Every Seattle voter would be a campaign donor if this initiative passes
The most-funded item on Seattle’s November ballot isn’t a candidate. It’s a ballot measure called Honest Elections, and almost all its funding comes from a few East Coast donors.
Under the Honest Elections plan, every voter would be a donor. Before a city election, voters would receive four $25 vouchers in the mail. Voters pick their favorite candidates and mail in their vouchers.
That effort has attracted more than $370,000 in campaign contributions.
Alan Durning, the executive director of the Sightline Institute, said campaign vouchers would be a first in the country.
“The purpose of the ‘democracy voucher’ system is to give every voter in the city a chance to become a political donor,” Durning said.
Seattle’s campaign contributions are currently given by just 1.5 percent of its voters. Other places that offer public funding through grants or tax credits have seen participation rates of 5 percent. Durning’s goal would be to exceed that.
He said he doesn’t foresee a Seattle backlash to the outside funding flowing in. While people and groups outside of Washington have given the bulk of donations to Initiative 122, he said it’s locally designed. He said national groups were attracted to the Seattle effort.
Durning said these groups hope to replicate the vouchers elsewhere if the measure passes.
The initiative goes beyond the vouchers to implement other changes to ethics, transparency and lobbying rules. It would cap campaign contributions and ban city contractors and business partners from donating to campaigns.
Durning said recent donations from the ride-booking company Lyft are an example of the types of contributions that would no longer be permitted.
“In the 2013 cycle, Lyft was lobbying the city to change the taxi rules,” he said. “It was also spreading money around in direct gifts to candidates. One of the provisions in the initiative is to ban contributions from entities that spend large amounts of money on lobbying.”
According to the Seattle Ethics and Elections Commission, Lyft made contributions in 2013 to Mayor Ed Murray, former Mayor Mike McGinn, and council members Richard Conlin and Mike O’Brien.

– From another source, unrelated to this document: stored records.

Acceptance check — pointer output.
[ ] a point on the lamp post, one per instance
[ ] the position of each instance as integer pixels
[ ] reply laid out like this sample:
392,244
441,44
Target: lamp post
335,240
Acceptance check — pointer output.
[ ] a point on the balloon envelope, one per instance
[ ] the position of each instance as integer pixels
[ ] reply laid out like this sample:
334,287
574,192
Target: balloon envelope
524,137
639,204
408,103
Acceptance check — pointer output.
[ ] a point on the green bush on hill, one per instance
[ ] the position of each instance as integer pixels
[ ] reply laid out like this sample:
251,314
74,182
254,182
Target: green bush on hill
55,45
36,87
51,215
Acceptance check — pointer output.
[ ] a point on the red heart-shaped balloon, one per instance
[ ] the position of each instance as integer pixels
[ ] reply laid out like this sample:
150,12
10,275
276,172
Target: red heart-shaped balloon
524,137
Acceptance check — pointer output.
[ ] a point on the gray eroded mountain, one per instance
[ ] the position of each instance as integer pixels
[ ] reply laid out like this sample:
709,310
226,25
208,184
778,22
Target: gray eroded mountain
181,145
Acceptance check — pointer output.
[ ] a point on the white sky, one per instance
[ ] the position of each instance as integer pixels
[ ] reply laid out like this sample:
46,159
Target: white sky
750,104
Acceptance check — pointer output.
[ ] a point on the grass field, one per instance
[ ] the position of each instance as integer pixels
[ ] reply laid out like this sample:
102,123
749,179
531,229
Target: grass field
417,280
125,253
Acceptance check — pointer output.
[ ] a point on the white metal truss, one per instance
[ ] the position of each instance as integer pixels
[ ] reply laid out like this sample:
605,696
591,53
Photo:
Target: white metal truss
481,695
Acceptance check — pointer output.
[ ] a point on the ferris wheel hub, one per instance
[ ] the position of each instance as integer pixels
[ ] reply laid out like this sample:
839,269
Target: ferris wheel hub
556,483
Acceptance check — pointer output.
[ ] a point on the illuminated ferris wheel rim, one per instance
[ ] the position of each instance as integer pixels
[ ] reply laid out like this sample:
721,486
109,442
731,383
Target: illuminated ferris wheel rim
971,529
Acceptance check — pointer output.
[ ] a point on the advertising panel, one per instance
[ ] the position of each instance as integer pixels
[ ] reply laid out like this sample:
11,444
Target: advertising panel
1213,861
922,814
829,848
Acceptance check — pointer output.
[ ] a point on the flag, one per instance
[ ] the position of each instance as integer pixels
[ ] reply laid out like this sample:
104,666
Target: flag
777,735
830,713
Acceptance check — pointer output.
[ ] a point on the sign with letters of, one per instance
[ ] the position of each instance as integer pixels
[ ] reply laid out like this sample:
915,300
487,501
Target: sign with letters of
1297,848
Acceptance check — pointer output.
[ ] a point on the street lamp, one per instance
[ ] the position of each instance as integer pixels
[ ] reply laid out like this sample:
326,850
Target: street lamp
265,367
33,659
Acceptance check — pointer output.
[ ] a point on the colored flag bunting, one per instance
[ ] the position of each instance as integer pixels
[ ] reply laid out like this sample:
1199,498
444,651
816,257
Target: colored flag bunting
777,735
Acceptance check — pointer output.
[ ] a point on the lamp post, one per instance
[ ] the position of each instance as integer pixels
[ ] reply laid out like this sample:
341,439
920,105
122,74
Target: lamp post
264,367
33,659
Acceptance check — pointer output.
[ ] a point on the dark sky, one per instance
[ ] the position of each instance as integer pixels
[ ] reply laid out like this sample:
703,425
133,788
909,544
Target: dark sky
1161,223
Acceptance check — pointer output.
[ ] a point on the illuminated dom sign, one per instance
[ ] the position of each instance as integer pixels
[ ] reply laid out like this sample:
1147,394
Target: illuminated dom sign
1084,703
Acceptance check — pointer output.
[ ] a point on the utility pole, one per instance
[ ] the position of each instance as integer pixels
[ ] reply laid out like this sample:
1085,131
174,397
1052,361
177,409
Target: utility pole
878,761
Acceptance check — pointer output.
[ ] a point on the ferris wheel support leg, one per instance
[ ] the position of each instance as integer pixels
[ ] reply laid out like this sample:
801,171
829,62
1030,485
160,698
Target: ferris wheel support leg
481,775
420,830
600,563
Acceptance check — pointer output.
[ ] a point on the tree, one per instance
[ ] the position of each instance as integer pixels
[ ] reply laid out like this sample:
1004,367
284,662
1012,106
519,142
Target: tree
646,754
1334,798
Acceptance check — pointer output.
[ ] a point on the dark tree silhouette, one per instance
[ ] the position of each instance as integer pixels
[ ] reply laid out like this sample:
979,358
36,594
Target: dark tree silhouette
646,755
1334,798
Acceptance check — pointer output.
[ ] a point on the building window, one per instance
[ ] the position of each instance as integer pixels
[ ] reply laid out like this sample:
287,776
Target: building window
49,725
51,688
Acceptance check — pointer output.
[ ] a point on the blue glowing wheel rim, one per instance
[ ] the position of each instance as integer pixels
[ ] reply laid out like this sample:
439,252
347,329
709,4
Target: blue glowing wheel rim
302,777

The initiative would impose a property tax (about $8 per year for the median homeowner) to generate $3 million dollars to fund the vouchers. All voucher donations would be tracked and publicly reported, and backers expect to create an online system for making the donations in addition to the paper one mailed to voters. Durning said their models show that even with the dozens of Seattle candidates in the recent August primary, the voucher funding would have been sufficient.
Opponents say they don’t trust the funding model and the system would be expensive and cumbersome to administer.
Bob Mahon is a former member of Seattle’s Ethics and Elections Commission. He’s supporting the group “No Elections Vouchers,” which has raised just $780. He said the voucher system would favor political incumbents that get to voters early in the race and well-organized groups that tell their members who to support.
“There’s a danger of these being used to benefit the very forces that the proponents are suggesting would be undermined by this,” Mahon said.
He said Seattle already has clean elections and lower contribution limits than many other cities. He said shrinking the limits further would just drive money into independent expenditures.
“Well-meaning intentions to drive money out have failed,” he said, “and we’ve instead moved it to sources that are less transparent and less accountable.”
Mahon said time can be more valuable than money in local elections because there are only so many mailings people can read. He said instead of seeking vouchers, voters should volunteer on behalf of a campaign.
“That’s ultimately going to be more important to many of these city council candidates, many mayoral candidates, than the cash,” he said.
Supporters of the initiative say a different public financing measure for campaigns failed narrowly in 2013, and they expect the vouchers proposal to be much stronger.